The early data doesn't look good for one of Trump's top legislative achievements. Two years on, it's clear the law did indeed boost GDP growth--but for only a short period.

...

"We saw a short-term boost to output and investment that really seems to have largely dissipated. GDP is growing more slowly and investment is actually shrinking over the past two quarters," said Ben Page, an economist at the non-partisan Urban-Brookings Tax Policy Center. "There's almost no evidence for a big inflow of foreign capital."

In the meantime, the government now estimates it will lose $600 billion more in tax revenues than it initially thought, bringing the cut's total cost to $1.6 trillion. Boosting the deficit while the economy is growing and at a late stage in its cycle is irresponsible, Page argues.

...

Despite what the Democrats claimed, most people did actually pay fewer taxes. But the wealthy got a far bigger cut than the rest of society, according to various studies. Next year, the richest 20% of taxpayers will save more than double the amount of taxes than the remaining 80% of earners combined--and the top 1% have cut their tax bills by an average of $49,950, according to calculations by the left-leaning Institute on Taxation and Economic Policy (ITEP).

"The tax law has made rich people richer, it's made some foreign investors richer, and it hasn't really accomplished very much else," said Steve Wamhoff, ITEP's director of federal tax policy. "I think this is the exact opposite of what our society needed in this time of greater inequality."

...

Big companies are having a field day--with FedEx coming to exemplify corporate America's response to the cut. The firm's CEO lobbied hard for the bill on the premise that mass investment by businesses would follow. It then became one of 91 companies, including Amazon and IBM, whose effective tax rates dropped to zero in 2018--in Fedex's case, from 34% the year before.
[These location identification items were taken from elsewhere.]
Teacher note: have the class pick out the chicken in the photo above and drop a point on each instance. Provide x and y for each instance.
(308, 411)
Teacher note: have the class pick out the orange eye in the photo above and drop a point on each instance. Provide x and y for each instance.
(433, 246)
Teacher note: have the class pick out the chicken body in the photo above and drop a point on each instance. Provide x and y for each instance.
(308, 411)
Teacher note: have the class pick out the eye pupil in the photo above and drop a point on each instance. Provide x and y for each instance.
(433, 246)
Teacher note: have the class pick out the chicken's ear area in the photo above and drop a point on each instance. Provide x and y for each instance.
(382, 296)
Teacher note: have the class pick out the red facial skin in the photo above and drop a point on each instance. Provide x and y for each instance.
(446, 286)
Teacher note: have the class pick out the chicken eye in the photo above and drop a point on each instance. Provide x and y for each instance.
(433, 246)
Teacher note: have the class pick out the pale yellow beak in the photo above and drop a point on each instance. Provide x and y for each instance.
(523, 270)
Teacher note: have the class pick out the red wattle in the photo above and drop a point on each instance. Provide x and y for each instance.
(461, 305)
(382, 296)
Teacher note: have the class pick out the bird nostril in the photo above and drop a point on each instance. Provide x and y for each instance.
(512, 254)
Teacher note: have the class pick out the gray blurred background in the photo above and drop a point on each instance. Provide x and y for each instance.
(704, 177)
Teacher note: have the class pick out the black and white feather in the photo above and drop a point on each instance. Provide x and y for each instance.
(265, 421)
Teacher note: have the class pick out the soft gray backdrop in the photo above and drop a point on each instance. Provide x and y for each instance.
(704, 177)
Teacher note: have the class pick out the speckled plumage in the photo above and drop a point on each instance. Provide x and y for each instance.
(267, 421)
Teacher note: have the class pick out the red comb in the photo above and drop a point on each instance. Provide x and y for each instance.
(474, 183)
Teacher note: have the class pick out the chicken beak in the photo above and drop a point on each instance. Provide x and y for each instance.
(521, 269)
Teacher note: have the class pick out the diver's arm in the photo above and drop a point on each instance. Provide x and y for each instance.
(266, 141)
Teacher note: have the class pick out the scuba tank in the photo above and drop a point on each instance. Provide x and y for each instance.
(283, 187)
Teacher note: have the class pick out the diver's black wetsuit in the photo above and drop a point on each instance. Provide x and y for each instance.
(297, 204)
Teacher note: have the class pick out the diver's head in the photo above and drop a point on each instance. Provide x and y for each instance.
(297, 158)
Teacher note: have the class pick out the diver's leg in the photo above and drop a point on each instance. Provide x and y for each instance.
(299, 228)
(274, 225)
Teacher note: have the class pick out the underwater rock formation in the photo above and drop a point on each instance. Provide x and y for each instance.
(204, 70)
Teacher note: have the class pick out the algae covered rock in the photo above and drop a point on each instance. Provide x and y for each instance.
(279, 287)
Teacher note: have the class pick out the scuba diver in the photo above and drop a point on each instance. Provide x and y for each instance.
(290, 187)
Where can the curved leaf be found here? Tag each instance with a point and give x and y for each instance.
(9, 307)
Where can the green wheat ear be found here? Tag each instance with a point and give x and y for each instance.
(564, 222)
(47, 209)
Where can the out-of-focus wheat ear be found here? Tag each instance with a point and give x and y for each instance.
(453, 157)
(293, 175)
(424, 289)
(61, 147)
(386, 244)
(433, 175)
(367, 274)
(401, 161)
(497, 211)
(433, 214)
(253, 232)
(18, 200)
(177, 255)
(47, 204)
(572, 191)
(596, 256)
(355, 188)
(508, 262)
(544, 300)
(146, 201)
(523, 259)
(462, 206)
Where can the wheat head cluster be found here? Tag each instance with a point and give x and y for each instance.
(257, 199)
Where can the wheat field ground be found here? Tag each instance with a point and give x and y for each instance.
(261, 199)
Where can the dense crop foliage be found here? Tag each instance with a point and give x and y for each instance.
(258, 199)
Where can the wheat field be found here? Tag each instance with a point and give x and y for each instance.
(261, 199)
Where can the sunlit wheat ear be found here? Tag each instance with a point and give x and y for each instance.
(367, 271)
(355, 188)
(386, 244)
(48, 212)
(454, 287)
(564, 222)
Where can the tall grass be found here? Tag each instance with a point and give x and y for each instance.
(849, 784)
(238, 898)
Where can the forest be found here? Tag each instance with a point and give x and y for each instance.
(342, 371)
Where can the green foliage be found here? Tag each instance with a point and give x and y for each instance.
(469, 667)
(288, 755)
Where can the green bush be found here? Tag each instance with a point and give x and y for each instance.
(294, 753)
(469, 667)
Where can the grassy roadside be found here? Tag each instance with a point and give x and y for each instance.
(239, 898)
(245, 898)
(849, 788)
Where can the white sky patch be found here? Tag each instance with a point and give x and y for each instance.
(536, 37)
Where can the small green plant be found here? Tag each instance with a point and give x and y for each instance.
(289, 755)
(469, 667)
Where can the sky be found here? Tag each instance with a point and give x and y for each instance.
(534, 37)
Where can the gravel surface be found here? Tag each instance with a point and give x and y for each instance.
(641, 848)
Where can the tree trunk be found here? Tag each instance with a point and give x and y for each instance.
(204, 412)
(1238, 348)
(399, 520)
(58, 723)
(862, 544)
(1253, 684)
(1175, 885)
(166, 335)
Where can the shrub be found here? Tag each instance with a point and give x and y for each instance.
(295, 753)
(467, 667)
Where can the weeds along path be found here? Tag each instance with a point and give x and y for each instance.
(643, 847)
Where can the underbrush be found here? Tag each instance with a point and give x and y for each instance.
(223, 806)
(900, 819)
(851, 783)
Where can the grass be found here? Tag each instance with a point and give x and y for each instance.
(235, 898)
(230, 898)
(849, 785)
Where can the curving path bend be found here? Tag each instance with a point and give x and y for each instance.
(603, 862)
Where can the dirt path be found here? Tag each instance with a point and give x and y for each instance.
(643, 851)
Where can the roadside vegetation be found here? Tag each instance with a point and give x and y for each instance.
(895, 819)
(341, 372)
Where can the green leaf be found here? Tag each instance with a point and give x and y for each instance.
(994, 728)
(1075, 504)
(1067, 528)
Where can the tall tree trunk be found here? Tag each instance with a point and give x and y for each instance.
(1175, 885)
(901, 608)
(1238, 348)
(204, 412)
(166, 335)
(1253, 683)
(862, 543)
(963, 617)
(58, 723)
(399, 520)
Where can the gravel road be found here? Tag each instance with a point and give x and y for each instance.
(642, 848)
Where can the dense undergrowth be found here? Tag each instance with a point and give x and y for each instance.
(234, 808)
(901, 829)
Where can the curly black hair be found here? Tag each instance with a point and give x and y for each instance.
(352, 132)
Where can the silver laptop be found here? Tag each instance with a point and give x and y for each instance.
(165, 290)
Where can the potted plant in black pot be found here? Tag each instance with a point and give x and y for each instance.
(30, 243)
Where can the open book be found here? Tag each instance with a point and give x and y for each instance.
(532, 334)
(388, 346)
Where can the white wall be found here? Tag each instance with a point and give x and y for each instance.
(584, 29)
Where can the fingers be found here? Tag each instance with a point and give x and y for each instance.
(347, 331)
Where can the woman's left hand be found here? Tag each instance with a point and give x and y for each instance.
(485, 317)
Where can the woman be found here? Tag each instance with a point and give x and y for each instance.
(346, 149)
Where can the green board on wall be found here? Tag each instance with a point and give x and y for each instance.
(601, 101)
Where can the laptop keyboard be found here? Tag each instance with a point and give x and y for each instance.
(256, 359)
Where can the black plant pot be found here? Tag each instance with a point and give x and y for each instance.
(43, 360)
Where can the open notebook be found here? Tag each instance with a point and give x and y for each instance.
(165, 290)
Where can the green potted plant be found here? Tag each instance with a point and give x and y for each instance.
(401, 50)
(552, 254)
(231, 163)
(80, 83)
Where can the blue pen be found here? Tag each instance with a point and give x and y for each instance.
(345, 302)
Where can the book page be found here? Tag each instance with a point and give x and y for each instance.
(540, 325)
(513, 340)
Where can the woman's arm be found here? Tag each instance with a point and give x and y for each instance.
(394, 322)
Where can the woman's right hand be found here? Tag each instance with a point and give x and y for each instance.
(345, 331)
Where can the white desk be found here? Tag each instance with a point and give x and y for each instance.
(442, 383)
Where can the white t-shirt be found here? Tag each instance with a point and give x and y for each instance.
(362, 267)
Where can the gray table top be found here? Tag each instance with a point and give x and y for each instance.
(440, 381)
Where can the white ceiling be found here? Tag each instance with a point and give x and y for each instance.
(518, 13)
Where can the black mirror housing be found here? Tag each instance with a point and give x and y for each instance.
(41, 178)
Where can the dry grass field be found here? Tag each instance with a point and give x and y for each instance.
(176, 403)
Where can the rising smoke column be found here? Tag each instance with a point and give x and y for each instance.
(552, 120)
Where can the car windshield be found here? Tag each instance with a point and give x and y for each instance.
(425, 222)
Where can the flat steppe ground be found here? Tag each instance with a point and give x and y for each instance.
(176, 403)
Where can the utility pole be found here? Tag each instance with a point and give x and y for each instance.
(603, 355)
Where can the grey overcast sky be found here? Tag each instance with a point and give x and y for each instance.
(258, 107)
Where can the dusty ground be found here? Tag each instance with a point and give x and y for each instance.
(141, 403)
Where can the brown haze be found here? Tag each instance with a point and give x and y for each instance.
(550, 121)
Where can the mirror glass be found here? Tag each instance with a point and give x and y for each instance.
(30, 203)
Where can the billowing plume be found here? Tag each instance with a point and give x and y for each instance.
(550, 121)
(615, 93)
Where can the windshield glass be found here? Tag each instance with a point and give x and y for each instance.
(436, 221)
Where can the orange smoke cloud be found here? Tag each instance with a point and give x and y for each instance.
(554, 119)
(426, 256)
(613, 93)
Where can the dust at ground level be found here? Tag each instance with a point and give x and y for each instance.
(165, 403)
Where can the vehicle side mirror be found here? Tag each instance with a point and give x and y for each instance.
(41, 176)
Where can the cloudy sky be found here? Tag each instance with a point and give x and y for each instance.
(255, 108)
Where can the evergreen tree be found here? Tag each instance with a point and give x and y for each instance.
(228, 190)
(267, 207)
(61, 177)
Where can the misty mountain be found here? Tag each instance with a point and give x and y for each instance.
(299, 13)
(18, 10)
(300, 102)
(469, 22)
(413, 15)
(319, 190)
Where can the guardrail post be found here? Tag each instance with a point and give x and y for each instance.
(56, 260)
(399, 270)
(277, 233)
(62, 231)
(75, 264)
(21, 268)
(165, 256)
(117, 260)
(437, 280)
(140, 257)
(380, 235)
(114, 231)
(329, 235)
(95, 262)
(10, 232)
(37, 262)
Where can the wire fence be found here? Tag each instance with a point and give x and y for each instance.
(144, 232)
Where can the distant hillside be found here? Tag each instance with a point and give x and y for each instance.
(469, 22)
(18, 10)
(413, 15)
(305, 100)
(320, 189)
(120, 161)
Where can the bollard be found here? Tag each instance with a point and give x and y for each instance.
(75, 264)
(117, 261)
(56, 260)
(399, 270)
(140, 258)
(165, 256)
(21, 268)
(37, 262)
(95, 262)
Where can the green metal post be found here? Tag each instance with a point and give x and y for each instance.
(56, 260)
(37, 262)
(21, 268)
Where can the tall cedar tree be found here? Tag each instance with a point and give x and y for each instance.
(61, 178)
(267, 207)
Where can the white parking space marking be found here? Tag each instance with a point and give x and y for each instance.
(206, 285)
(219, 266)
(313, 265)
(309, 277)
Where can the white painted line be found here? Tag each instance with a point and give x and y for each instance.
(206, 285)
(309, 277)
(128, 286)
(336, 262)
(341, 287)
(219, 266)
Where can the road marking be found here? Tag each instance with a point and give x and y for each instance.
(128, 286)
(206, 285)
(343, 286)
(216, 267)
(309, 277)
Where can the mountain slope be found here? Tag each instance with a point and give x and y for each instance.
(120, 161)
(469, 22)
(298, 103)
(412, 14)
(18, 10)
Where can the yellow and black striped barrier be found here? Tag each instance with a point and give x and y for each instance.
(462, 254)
The company then cut its capital spending in both 2018 and 2019, according to the New York Times. Instead of ploughing their extra cash in infrastructure or productivity, big businesses have handed it back to investors through share buybacks.

...

While Mathur still believes a big business tax cut with incentives for investment was good economic policy, she says she is frustrated with the complexity of the law the Republicans passed. That complexity, she argues, is part of the reason there's been less investment than expected: Businesses are perhaps holding onto the extra cash until the new tax law's full impact on them becomes clearer.

...

[As to the claims of simplifying the law,] despite Trump's promise of a simpler filing season under his bill, taxpayers have had a rougher time since it passed. "Taxpayers spent about eight billion hours on tax compliance in 2019 (compared with about six billion hours in 2016)," wrote Omri Marian, a tax law professor at the University of California, Irvine. While Trump did fulfill his trademark promise of making the individual tax return fit onto a postcard, the new form is "less intuitive, and requires multiple other new forms to complete," Marian wrote.

A less polite way to summarize this is: fraud. Starting from the fact that the bill was passed as a partisan ram-through by gaming the Byrd rule in the Senate, which required no more than a $1.5tln addition to the deficit. As we have seen, that has been blown through already at this early date (as, of course, we predicted here). Then go on to the points about corporate America lying through their teeth about spending the savings on jobs and reinvestment, and the distribution of tax cuts accruing dramatically to the top 1-20%, and you have quite a fraud layer cake. Of course, this should not be much of a surprise coming from someone named "Trump".